Donald Richardson v. State of Indiana (mem. dec.)
49A05-1612-CR-2671
| Ind. Ct. App. | Jul 31, 2017Background
- In August 2013, D onald Richardson forced C.B. at gunpoint from her parked car (with her infant inside), drove her to another lot, and compelled oral and vaginal sex; C.B. escaped and later identified Richardson; DNA linked him to the assault.
- Richardson was arrested in May 2014, given Miranda warnings, signed a waiver, and made statements in a videotaped police interview including "I did her."
- The State charged nine counts including Class A felony rape and criminal deviate conduct, Class B carjacking, and later alleged habitual offender status; jury convicted on criminal deviate conduct (A), rape (A), sexual battery (C), and carjacking (B); habitual offender finding entered.

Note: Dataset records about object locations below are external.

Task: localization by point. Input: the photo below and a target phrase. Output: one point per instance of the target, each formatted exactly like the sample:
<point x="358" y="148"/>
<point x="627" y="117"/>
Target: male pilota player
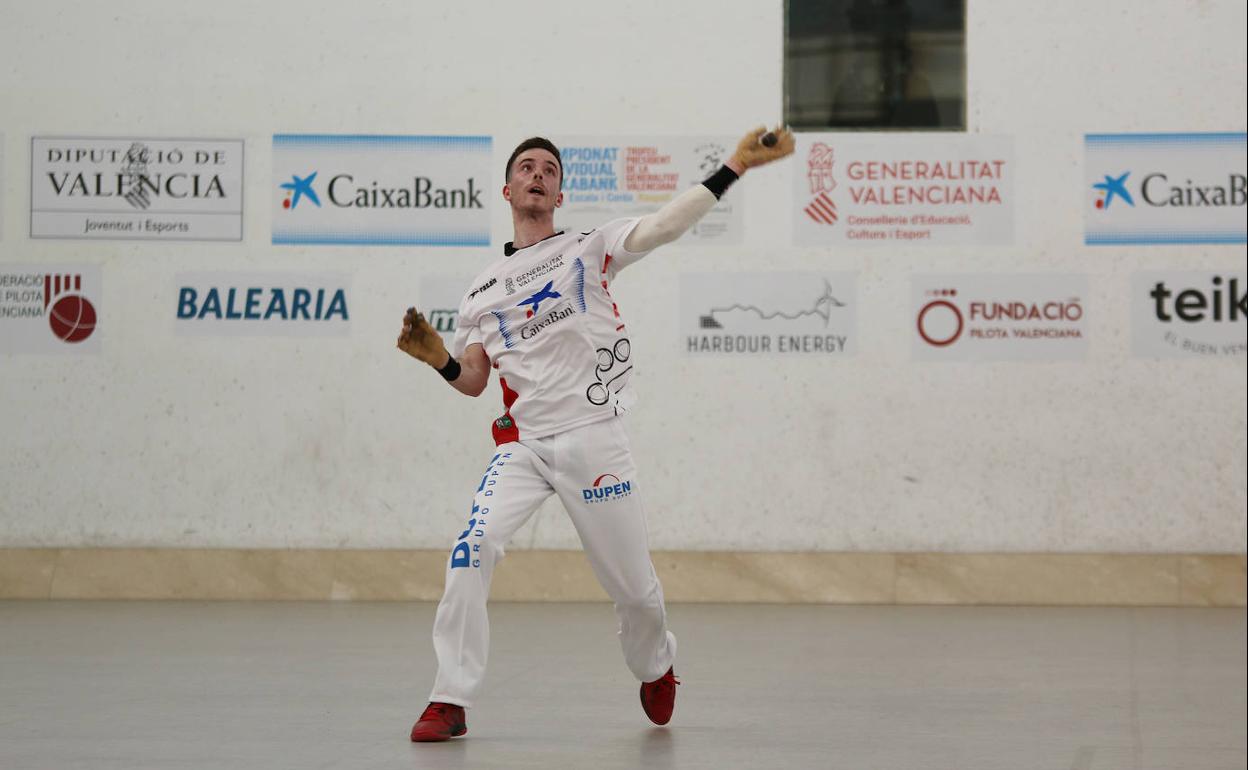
<point x="543" y="316"/>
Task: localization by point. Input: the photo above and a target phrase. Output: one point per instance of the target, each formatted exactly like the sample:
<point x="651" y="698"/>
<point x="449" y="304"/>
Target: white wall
<point x="226" y="442"/>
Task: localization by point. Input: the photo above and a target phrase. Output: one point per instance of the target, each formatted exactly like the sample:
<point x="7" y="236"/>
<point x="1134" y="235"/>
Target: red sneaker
<point x="659" y="698"/>
<point x="439" y="721"/>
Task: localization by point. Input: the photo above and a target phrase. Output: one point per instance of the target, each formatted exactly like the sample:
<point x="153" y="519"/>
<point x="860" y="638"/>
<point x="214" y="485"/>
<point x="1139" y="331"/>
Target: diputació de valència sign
<point x="135" y="189"/>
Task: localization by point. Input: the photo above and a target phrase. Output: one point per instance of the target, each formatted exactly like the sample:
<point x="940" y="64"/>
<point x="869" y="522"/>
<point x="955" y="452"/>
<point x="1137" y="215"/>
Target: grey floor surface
<point x="170" y="685"/>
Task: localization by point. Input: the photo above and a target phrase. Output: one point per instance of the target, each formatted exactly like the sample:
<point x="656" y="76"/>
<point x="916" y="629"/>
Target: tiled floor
<point x="307" y="685"/>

- Before trial Richardson moved to exclude his interview statements as involuntary/unreliable due to prior concussion, manic depression, and intoxication; the trial court denied the motion after a hearing.
- At sentencing the court imposed 40 years for criminal deviate conduct, 40 years for rape (with a 30-year habitual-offender enhancement reflected within a 70-year total on that count), and 10 years for carjacking, to run concurrent (aggregate 70 years) and remanded for clarification of the written sentencing order.
Issues
| Issue | Plaintiff's Argument (State) | Defendant's Argument (Richardson) | Held |
|---|---|---|---|
| Whether Richardson's statements to police were admissible | Statements were knowingly and voluntarily given after Miranda waiver; admissible and probative | Statements involuntary/unreliable because of concussion, manic depression, and intoxication; unduly prejudicial under Evid. R. 403 | Trial court's voluntariness finding supported by substantial evidence; statements admitted; no Rule 403 exclusion |
| Whether 70-year aggregate sentence is inappropriate | Sentence fits severity, prior record, and trial court's weighing of aggravators over mitigators | Sentence is excessive given lack of physical injury, absence of weapon convictions, and mitigating factors (employment, education, mental/brain issues) | Sentence not inappropriate given offense nature and defendant's extensive, escalating criminal history |
Key Cases Cited
- Page v. State, 689 N.E.2d 707 (Ind. 1997) (police misconduct principle underlying voluntariness analysis)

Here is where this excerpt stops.